En Cuba, disentir del relato oficial sigue siendo un lujo peligroso. El diputado Emilio Interián lo comprobó en carne propia tras cuestionar el modelo socialista en la Asamblea Nacional del Poder Popular. Su intervención, poco habitual por su sinceridad, lo convirtió en el blanco de una campaña de desprestigio lanzada desde entornos afines a la dictadura de Díaz-Canel.
Perfiles oficiales, páginas fidelistas y comentaristas radicales del castrismo no tardaron en reaccionar. Entre ellos sobresale Paquito de Cuba, también diputado, quien salió a cuestionar la legitimidad de Interián, poniendo en duda su origen, sus motivaciones e incluso su capacidad para representar al pueblo.

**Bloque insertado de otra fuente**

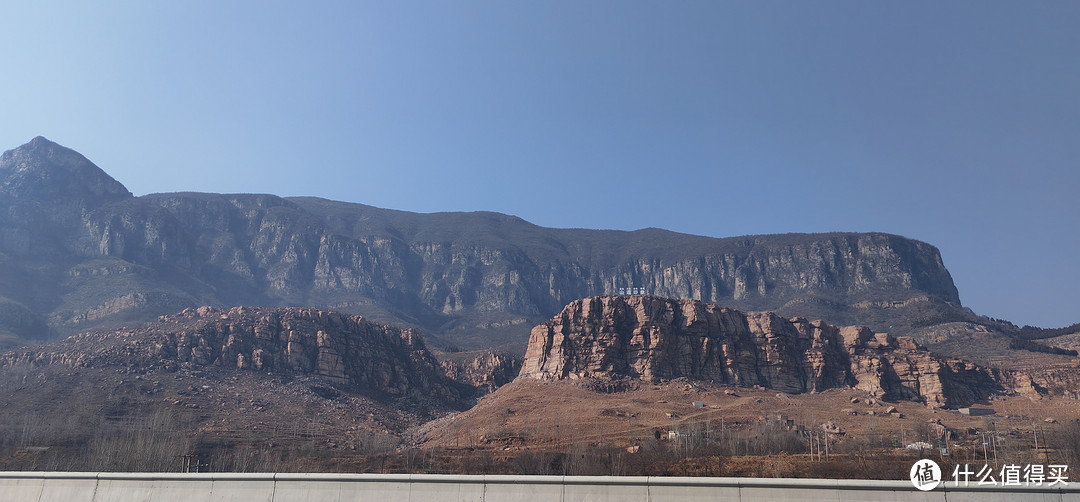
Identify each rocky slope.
[0,307,464,407]
[518,296,1005,406]
[0,137,972,350]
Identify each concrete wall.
[0,472,1080,502]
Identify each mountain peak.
[0,136,132,202]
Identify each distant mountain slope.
[0,137,972,350]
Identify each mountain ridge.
[0,134,972,350]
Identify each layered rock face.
[518,296,1003,406]
[0,137,969,349]
[0,307,460,402]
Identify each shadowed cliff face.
[518,296,1004,406]
[0,138,969,350]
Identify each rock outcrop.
[518,296,1004,407]
[0,137,971,350]
[0,307,461,403]
[442,351,522,393]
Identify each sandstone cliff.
[0,137,971,350]
[0,307,462,403]
[518,296,1004,406]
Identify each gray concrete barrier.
[0,472,1080,502]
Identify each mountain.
[0,137,975,351]
[518,296,1005,407]
[0,307,464,472]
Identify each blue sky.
[0,0,1080,327]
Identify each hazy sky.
[0,0,1080,327]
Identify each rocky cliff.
[0,137,971,350]
[0,307,463,403]
[518,296,1004,406]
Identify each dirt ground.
[417,379,1080,453]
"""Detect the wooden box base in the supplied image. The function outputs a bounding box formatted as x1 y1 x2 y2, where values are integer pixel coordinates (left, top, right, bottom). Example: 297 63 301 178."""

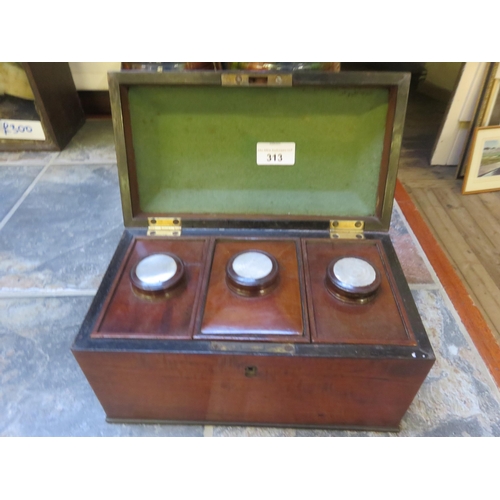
72 230 434 430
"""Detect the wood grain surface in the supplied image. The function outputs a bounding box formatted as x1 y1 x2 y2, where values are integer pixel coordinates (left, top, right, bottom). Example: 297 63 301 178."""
200 239 309 341
74 352 433 429
304 239 416 345
92 237 208 339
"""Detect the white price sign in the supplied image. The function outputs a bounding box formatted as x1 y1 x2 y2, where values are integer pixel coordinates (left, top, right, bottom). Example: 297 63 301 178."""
257 142 295 165
0 119 45 141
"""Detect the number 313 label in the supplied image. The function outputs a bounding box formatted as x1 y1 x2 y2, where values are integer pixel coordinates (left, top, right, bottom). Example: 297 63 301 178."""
257 142 295 165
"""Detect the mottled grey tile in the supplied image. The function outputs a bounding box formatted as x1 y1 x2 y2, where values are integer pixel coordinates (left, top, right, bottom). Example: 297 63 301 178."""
297 290 500 437
54 120 116 164
213 425 296 437
0 297 203 436
0 151 59 165
0 165 123 291
389 206 435 284
402 290 500 436
0 165 43 221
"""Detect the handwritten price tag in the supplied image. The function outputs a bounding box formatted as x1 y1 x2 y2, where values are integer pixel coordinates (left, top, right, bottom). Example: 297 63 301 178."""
0 119 45 141
257 142 295 165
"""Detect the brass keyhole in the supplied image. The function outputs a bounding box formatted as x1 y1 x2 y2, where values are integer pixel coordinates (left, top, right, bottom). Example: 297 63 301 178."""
245 366 257 377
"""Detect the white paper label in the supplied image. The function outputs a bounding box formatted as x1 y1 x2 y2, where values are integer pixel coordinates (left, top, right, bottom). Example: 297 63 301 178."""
0 119 45 141
257 142 295 165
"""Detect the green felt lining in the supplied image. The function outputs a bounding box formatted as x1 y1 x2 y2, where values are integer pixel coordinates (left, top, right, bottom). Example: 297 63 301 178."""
129 86 389 216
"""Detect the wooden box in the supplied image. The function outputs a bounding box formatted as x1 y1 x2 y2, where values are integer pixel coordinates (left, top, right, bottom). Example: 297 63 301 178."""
72 72 434 430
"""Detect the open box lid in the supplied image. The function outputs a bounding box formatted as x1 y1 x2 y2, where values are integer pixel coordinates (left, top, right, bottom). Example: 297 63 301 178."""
109 71 410 231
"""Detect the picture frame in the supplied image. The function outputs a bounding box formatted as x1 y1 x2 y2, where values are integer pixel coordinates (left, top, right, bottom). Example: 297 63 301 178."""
456 62 500 179
462 126 500 194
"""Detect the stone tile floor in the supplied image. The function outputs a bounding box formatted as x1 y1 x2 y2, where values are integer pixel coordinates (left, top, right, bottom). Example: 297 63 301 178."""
0 121 500 436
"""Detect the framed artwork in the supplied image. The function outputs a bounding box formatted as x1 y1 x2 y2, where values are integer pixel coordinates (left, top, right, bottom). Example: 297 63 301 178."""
462 126 500 194
456 62 500 179
0 62 85 151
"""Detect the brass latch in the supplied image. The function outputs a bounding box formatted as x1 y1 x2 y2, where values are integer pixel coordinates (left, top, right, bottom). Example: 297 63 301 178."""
148 217 182 236
330 220 365 240
221 73 292 87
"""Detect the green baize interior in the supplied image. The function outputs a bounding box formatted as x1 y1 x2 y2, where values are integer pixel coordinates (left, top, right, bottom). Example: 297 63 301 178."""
129 86 388 216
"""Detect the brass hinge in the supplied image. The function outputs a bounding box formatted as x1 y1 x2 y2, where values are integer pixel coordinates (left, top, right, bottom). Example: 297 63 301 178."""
330 220 365 240
148 217 182 236
221 73 292 87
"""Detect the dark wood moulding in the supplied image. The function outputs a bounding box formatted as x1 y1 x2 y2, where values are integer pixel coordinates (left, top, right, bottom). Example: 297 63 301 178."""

No era el contenido de sus palabras lo que molestaba: era el hecho de que alguien dijera en público lo que todos ven a diario.
El mensaje fue claro: en el Parlamento castrista no hay debate real. Quien se atreva a criticar el colapso económico o la ineficiencia del sistema estatal enfrenta un vendaval de ataques, mientras la mayoría de los legisladores aplauden sin cuestionar y obedecen sin chistar. La disidencia interna simplemente no existe.
En medio del acoso, destacó la periodista oficialista Ana Teresa Badía, que rompió filas y defendió públicamente a Interián. Reconocer la ineficiencia del sistema, dijo, no es traición, sino responsabilidad política. Su postura contrastó con la respuesta dominante: ataques personales, apelaciones al pasado y consignas ideológicas, evitando cualquier análisis serio sobre por qué la producción estatal está en ruinas.
Lo ocurrido confirma un patrón: en Cuba, la franqueza se castiga y el silencio se premia. Hablar de apagones, escasez, improductividad y empobrecimiento no es tolerado, y quienes lo hacen enfrentan consecuencias inmediatas: descrédito público, repudio mediático y riesgo político. Más que un debate sobre economía, lo que el régimen envió fue un mensaje inequívoco: no digas lo que no queremos escuchar, aunque sea la realidad que viven millones de cubanos.